Devlet Tiyatroları'nın Tüm Kostümleri, Aksesuarları Ve Dekorları Ankara Macunköy’deki Tiyatro Kampüsü İçinde Yer Alan Sanat Teknik Müdürlüğü’nde Hazırlanıyor.

Devlet Tiyatroları’nın (DT) yeni sezonunun başlamasına çok kısa
bir zaman kaldı. Devlet Tiyatroları’nın 10 yerleşik bölgesinde ve
turne sahnelerinde sergilenen oyunların tüm kostümleri,
aksesuarları ve dekorları Ankara Macunköy’deki Tiyatro Kampüsü
içinde yer alan Sanat Teknik Müdürlüğü’nde hazırlanıyor. Devlet
Tiyatroları Genel Müdürlüğü işin mutfağının kapılarını İHA’ya
açtı.


Devlet Tiyatroları Genel Müdürlüğü bünyesinde İstanbul ve İzmir
hariç 10 yerleşik bölge ve 9 turne bölgesinde sergilenecek
oyunların tüm kostüm, aksesuar, dekorlarının yapıldığı
Macunköy’deki Tiyatro Kampüsü içinde yer alan Sanat Teknik
Müdürlüğü yeni sezona hızla hazırlanıyor. 23 atölye ve birimi
bünyesinde bulunduran 55 dönümlük bir alanda faaliyet gösteren
Sanat Teknik Müdürlüğü; Butafor, Aksesuar Yapım, Kadın ve Erkek
Terzi, Şapka ve Çiçek, Demirhane, Mekanik, Marangozhane, Kundura,
Ses, Işık, Bezleme, Boya ve Peruk atölyelerinde tiyatronun
görünmeyen kahramanlarıyla çalışmalarına devam ediyor.

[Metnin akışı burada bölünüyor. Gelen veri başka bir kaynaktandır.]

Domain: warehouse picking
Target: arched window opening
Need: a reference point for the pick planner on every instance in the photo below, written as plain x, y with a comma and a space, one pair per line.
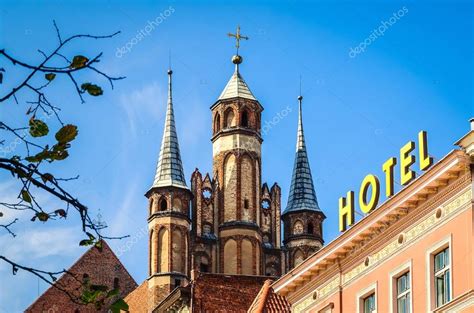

“Tüm gayretimizle perdeyi açabilmek için elimizden geleni
yapıyoruz”


Sezonun başlamasıyla birlikte açılan kırmızı perdede
performanslarını sergileyen oyuncular kadar alkışı hak eden Sanat
Teknik Müdürlüğü’nde çalışan emektarlar senede yaklaşık olarak 100
yeni prodüksiyonun; dekor, kostüm ve aksesuarlarının yapıldığı
titiz bir çalışma yürütüyor. Devlet Tiyatroları Başrealizatörü
Necati Şentürk, tiyatro sezonunun açılmasına kısa bir süre
kaldığını belirterek, “2019-2020 sezonu gayet yoğun geçiyor. Ekim
ayı içerisinde 28 tane temsil edilecek oyun var. Personel tüm hızı,
gayreti ve emeğiyle perdeyi açabilmek için ellerinden geleni
yapıyorlar. Şu anda bütün atölyelerde 150’ye yakın kadrolu ve
süreli sözleşmeli personel çalışıyor. Bütün atölyelerde sahne
dekorları, kostümler ve aksesuarlar yapılıyor. İstanbul ve İzmir
hariç Türkiye genelindeki bütün sahnelerin dekoru buradan
yapılıyor. Ankara dahil 65 farklı sahnede oyun oynuyoruz. Bu sene
özellikle Diyarbakır’da oyun anlamında yoğunluk var. Kostümler
sezonluk oluyor. Oyunlar bittikten sonra kostüm ambarlarına geri
geliyor. Bir dahaki senelerde başka oyunlarda; aynı oyun ya da
dönem oyunu çıktığında kullanabiliyoruz. Az bir süre kaldı inşallah
tüm çalışmalar yetişecek” ifadelerini kullandı.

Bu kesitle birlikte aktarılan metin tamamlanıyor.